Toyota admitted to the sticky pedal problem in the U.S. only after an ABC News investigation.
Toyota was fined a record $16.4 million for failing to disclose the sticky pedal problem.
For the family of 87-year-old Leo Przbylowski, the government's findings are not good enough. Przbylowski died last May when he crashed into a wall of an Elgin strip mall while driving a 2006 Toyota Corolla.
"There's is something wrong with this car and we want to know what it is . All possibilities have been eliminated and it has to be something with the electric system," said Martin Dolan, attorney representing the Przbylowski family.
The family has filed a lawsuit claiming Toyota sold a defective car that resulted in the death of the Elgin grandfather.
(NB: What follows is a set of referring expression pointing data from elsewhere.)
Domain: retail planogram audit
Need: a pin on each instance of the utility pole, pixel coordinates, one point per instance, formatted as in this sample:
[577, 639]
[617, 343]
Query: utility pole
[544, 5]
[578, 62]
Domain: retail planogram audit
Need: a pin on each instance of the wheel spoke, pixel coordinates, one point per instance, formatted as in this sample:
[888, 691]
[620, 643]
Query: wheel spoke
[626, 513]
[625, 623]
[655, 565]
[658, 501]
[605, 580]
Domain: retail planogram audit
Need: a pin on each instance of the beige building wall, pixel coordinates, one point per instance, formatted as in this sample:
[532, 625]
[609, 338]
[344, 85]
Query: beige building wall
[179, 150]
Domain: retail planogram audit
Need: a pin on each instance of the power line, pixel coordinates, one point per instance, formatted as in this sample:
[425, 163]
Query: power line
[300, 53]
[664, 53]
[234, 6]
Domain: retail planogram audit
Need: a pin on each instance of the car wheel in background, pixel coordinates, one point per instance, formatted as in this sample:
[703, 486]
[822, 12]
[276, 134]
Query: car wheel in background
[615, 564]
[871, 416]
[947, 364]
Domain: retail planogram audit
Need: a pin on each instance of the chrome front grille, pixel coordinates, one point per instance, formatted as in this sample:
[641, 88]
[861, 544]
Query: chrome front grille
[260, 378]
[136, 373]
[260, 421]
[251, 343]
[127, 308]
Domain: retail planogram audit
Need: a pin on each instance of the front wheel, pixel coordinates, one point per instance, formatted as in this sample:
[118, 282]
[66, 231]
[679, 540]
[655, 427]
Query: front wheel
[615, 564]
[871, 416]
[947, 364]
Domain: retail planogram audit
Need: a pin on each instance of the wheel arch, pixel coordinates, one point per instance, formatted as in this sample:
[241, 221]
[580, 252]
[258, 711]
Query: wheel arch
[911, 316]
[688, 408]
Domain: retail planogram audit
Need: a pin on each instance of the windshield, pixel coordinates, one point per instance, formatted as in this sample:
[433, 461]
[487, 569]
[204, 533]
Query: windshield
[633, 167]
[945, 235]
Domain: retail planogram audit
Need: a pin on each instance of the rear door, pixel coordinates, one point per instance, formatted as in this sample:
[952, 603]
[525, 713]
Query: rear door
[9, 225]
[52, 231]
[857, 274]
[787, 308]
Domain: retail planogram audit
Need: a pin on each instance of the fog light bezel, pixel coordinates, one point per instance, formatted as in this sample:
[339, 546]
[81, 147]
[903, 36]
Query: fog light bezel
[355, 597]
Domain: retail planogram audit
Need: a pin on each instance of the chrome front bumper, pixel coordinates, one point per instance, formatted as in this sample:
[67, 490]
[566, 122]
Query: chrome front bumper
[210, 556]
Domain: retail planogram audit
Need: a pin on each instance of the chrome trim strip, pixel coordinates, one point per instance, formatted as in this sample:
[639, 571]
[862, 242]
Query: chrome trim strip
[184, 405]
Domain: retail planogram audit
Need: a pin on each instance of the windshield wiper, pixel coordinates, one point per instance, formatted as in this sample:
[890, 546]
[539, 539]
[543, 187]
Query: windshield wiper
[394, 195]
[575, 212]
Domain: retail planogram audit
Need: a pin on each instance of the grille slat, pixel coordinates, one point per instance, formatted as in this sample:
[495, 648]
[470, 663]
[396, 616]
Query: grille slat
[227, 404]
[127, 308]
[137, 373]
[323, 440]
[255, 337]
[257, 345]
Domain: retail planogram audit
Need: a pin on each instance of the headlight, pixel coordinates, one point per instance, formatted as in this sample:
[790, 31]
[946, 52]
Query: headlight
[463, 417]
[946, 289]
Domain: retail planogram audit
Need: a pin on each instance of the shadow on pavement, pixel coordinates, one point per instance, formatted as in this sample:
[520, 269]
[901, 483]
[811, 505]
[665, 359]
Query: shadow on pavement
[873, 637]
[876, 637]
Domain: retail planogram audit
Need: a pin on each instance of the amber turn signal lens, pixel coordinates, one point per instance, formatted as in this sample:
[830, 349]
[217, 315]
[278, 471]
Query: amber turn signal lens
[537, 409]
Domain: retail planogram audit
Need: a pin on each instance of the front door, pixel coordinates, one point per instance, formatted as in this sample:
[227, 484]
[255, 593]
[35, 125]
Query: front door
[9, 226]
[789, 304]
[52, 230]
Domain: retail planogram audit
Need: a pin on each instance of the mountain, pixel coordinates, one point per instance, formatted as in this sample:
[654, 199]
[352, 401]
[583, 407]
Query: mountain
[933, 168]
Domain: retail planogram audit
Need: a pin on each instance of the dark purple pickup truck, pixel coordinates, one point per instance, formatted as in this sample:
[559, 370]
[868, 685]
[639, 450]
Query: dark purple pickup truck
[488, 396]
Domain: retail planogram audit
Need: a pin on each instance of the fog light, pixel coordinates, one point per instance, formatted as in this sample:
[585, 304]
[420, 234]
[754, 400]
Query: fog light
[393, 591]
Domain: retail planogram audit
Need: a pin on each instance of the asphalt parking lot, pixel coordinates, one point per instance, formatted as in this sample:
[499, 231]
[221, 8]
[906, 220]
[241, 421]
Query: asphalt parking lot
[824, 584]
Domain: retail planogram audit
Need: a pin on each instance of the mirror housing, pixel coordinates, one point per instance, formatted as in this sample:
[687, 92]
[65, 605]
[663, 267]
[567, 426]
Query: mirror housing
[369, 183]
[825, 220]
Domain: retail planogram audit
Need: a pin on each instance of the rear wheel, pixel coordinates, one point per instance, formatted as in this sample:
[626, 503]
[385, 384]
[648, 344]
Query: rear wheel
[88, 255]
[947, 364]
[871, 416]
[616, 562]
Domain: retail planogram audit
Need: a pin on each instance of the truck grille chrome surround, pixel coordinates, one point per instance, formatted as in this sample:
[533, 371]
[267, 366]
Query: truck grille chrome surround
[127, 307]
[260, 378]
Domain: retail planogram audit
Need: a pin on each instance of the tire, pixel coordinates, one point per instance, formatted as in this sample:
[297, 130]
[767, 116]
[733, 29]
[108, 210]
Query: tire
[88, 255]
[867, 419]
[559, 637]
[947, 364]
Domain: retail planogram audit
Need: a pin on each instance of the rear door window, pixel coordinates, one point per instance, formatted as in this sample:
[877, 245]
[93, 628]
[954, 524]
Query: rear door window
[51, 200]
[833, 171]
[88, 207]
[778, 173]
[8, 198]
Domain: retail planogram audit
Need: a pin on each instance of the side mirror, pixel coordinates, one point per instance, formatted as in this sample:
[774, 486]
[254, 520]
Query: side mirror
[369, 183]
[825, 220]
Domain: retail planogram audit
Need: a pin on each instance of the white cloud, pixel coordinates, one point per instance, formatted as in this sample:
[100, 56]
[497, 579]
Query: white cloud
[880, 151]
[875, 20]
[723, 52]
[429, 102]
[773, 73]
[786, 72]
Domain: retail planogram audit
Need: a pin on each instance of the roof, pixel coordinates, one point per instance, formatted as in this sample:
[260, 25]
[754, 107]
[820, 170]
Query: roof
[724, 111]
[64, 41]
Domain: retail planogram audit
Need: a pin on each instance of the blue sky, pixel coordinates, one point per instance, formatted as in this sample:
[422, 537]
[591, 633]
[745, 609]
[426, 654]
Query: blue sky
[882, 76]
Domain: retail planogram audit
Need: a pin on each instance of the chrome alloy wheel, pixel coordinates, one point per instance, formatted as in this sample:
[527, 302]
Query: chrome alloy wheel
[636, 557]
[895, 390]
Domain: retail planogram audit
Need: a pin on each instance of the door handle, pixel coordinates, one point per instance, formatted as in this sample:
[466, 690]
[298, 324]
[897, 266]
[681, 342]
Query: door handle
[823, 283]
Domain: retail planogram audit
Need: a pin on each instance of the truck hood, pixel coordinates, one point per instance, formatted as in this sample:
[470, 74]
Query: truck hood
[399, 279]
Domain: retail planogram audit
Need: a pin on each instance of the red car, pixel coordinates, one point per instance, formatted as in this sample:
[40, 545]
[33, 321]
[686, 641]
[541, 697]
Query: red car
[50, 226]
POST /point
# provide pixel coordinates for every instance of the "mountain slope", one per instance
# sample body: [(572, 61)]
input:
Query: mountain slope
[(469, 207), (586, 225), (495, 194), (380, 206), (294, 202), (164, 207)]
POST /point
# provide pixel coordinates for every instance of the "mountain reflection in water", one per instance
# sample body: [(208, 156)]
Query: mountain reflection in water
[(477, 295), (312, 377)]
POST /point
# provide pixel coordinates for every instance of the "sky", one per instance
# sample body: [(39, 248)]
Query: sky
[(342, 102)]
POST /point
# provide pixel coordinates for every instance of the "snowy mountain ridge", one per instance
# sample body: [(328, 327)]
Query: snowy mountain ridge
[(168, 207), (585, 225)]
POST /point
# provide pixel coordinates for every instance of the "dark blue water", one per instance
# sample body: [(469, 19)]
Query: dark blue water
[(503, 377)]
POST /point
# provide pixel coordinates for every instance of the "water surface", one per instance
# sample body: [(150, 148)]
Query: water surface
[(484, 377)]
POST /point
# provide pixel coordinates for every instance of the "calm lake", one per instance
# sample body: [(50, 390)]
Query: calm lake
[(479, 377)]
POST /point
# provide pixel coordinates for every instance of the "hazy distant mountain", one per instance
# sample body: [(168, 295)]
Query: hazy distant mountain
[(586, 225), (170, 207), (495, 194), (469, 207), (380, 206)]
Dolan says this is perhaps the only instance where sudden acceleration was caught on camera. A surveillance camera installed on top of the mall parking lot shows Przbylowski backing out of a parking space and then quickly accelerating forward and smashing into a wall.
"He said the car took off like a jack rabbit, that he had no control of the vehicle and it took off. Those were his words he was telling his family as he was trying to describe what happened," said Dolan.
Pryzbylowski was a truck driver in the Navy and made a career out of that profession for decades. The family is seeking damages for loss of life, but Dolan would not put dollar amount saying it's up to the jury.Toyota still faces a class action lawsuit and could face billions in damages.